Wednesday at 11:35am AST · February 11, 2026 5 min read

Toronto, Ontario–(Newsfile Corp. – February 11, 2026) – KGL Resources Ltd. (TSXV: KGL.H) (“KGL” or the “Company“) reports that, as disclosed by Mr. Arnold Kondrat in a press release today, Mr. Kondrat has acquired 8,857,142 common shares of the Company, representing approximately 60.23% of the issued and outstanding common shares of the Company, in a private transaction. In conjunction with the change in control and subject to regulatory approval, Mr. Kondrat has been appointed as the President and Chief Executive Officer of the Company, replacing Mr. Donat Madilo as Chief Executive Officer. Mr. Madilo remains as Chief Financial Officer, Secretary a director of the Company and Nili Stolarsky and Philip Chen also remain as directors. Mr. Kondrat most recently served as Executive Chairman of Loncor Gold Inc. which was acquired by an affiliate of Chengtun Mining Group Co., Ltd.

The Company is also announcing a proposed non-brokered private placement of up to 10,000,000 common shares at a price of C$0.075 per share to raise gross proceeds of up to C$750,000. Proceeds from the private placement will be used to extinguish existing indebtedness, fund public company reporting and compliance expenses, fund the Company’s search for and investigation of prospective assets or businesses to merge with or acquire and for working capital and general corporate purposes.
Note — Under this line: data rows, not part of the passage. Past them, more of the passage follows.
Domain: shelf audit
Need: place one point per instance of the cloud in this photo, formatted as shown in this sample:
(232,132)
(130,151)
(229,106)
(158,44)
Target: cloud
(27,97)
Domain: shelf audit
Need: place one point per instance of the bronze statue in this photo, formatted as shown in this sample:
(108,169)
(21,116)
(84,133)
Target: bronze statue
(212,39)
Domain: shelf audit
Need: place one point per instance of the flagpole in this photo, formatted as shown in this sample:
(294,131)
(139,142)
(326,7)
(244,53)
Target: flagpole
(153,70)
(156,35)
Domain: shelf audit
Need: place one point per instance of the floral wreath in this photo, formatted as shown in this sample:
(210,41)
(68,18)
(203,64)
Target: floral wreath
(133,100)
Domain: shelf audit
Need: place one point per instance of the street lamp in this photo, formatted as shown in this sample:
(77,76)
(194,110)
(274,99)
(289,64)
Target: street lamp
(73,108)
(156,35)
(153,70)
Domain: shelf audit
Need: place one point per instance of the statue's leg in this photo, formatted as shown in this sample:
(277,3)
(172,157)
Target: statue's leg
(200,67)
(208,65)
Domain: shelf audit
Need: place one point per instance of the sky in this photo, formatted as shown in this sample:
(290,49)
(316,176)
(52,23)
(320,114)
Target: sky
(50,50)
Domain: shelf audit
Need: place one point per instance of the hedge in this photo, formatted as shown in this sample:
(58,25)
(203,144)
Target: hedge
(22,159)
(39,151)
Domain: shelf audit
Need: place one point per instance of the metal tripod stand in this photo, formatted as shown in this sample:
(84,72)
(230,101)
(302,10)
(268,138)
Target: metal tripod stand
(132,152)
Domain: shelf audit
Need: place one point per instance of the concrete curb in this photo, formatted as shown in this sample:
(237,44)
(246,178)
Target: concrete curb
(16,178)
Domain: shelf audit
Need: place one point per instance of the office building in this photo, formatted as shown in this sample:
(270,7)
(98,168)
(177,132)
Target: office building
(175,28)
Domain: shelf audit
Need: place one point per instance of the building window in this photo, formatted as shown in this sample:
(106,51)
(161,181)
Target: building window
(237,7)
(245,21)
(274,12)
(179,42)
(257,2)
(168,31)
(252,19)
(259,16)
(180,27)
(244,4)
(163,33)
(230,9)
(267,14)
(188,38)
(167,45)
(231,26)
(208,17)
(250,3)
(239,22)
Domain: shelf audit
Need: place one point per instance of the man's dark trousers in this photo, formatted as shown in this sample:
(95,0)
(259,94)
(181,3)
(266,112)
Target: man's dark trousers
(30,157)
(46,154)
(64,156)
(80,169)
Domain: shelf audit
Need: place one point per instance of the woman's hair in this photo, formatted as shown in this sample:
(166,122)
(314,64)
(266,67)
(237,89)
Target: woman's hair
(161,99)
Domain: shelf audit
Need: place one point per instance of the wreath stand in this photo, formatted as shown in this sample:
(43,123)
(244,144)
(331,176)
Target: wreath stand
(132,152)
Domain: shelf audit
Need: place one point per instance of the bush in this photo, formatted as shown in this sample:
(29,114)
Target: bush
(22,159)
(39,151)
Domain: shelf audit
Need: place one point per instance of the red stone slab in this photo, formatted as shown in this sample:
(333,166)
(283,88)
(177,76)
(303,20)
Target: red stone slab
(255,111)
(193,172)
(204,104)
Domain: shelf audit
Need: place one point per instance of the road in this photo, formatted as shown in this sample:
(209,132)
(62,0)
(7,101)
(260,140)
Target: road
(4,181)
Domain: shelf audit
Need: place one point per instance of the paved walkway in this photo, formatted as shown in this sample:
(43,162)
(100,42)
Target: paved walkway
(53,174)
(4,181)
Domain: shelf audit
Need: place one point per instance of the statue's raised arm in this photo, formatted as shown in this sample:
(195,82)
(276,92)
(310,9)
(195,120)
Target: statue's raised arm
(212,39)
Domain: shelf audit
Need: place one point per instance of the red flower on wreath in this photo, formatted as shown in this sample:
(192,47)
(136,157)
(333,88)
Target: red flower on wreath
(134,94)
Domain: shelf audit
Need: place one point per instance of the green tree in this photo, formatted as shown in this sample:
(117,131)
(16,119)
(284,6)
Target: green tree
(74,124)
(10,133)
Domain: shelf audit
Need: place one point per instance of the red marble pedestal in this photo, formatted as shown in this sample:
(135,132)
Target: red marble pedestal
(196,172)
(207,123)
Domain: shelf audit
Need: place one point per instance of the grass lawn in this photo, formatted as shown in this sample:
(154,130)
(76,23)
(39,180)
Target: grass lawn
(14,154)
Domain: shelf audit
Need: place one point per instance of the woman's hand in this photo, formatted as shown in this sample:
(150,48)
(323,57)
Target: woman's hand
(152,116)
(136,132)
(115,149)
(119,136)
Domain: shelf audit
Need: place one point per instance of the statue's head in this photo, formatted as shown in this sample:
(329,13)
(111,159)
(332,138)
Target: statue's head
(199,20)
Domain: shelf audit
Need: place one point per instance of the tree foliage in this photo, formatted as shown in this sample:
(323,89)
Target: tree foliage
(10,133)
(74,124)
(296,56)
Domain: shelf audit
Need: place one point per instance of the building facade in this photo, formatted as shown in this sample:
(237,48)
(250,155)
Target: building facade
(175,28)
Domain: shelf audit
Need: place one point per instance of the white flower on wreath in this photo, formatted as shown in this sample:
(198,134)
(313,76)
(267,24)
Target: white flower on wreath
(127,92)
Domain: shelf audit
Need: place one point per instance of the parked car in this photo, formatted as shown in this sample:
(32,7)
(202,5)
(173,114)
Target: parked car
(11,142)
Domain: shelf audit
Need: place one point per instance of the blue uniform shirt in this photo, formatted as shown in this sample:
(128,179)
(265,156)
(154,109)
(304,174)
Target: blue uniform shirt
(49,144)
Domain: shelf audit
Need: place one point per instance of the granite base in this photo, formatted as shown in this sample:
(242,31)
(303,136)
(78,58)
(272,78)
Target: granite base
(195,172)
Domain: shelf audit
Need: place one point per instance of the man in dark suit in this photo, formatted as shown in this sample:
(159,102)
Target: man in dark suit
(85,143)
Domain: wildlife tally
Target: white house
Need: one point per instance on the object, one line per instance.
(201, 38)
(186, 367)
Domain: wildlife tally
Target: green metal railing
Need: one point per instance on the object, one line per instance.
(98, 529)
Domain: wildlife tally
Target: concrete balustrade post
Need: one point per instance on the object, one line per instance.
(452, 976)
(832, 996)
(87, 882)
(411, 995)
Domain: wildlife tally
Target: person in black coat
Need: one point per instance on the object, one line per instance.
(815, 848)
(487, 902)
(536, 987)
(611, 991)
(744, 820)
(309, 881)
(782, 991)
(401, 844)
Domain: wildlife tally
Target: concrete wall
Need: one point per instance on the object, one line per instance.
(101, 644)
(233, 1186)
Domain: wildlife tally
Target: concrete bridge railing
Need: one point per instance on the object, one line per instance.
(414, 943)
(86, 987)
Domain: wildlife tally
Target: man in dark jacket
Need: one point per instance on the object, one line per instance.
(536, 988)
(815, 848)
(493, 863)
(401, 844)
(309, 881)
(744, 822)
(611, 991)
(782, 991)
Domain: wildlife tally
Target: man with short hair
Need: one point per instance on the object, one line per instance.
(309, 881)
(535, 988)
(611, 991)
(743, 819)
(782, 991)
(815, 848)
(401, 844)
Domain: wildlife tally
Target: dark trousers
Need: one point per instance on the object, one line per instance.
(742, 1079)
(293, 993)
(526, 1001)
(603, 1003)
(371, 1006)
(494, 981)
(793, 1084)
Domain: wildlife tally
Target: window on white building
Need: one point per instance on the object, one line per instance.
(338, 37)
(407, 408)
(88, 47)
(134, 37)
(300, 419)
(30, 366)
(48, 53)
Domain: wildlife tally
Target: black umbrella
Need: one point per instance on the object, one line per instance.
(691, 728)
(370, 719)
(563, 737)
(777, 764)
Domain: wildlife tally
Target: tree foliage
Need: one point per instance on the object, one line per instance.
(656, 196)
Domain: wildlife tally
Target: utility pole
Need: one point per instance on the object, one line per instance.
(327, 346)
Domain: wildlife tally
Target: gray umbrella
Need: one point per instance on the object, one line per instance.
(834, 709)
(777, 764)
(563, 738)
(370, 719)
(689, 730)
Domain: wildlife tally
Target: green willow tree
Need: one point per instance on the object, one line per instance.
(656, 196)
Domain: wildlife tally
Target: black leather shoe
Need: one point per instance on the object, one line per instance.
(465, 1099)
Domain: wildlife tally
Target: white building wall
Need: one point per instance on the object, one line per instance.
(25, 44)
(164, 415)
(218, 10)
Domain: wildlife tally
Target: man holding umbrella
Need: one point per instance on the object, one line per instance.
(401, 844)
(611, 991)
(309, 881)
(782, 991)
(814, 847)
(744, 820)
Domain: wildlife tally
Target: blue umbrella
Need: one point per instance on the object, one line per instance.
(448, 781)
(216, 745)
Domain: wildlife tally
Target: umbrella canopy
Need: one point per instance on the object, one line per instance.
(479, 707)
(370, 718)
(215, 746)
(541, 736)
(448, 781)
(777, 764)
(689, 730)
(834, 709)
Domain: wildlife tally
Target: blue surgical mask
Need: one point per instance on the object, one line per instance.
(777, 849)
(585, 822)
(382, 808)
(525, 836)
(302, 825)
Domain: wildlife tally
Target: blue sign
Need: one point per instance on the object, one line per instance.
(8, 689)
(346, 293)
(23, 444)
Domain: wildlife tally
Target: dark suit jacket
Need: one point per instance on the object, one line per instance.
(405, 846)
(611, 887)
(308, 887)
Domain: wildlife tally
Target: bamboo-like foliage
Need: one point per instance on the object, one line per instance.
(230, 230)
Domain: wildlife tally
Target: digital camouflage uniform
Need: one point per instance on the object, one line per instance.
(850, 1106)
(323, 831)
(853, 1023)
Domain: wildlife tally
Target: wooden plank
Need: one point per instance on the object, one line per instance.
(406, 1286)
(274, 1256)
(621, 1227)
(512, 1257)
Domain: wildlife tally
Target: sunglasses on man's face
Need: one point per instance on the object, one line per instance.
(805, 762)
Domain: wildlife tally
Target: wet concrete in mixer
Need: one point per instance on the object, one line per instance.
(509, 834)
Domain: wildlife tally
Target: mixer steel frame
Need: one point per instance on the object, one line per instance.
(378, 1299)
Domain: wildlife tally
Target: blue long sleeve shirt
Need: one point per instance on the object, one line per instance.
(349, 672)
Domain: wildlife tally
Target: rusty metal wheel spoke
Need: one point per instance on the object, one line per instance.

Insiders of the Company may subscribe for some or all of the shares offered in the private placement. The private placement is subject to all required regulatory approvals, including the NEX Board of the TSX Venture Exchange (“NEX“). The common shares issued in the private placement will be subject to a 4-month hold period and such longer hold periods as may be required under applicable securities laws.

In the event that insiders or other related parties participate in the private placement, the transaction will be considered to be to be a “related party transaction” pursuant to Multilateral Instrument 61-101 – Protection of Minority Security Holders in Special Transactions (“MI 61-101“) and TSX Venture Exchange Policy 5.9 (“Policy 5.9“) to the extent of such participation. As at September 30, 2025 (audited) the Company had cash resources of C$454, current liabilities of C$436,197 and a working capital deficiency of C$431,294. To the extent that the private placement is a related party transaction, the Company intends to rely on the financial hardship formal valuation and minority approval exemptions set out in section 5.5(g) and section 5.7(1)(e) of MI 61-101.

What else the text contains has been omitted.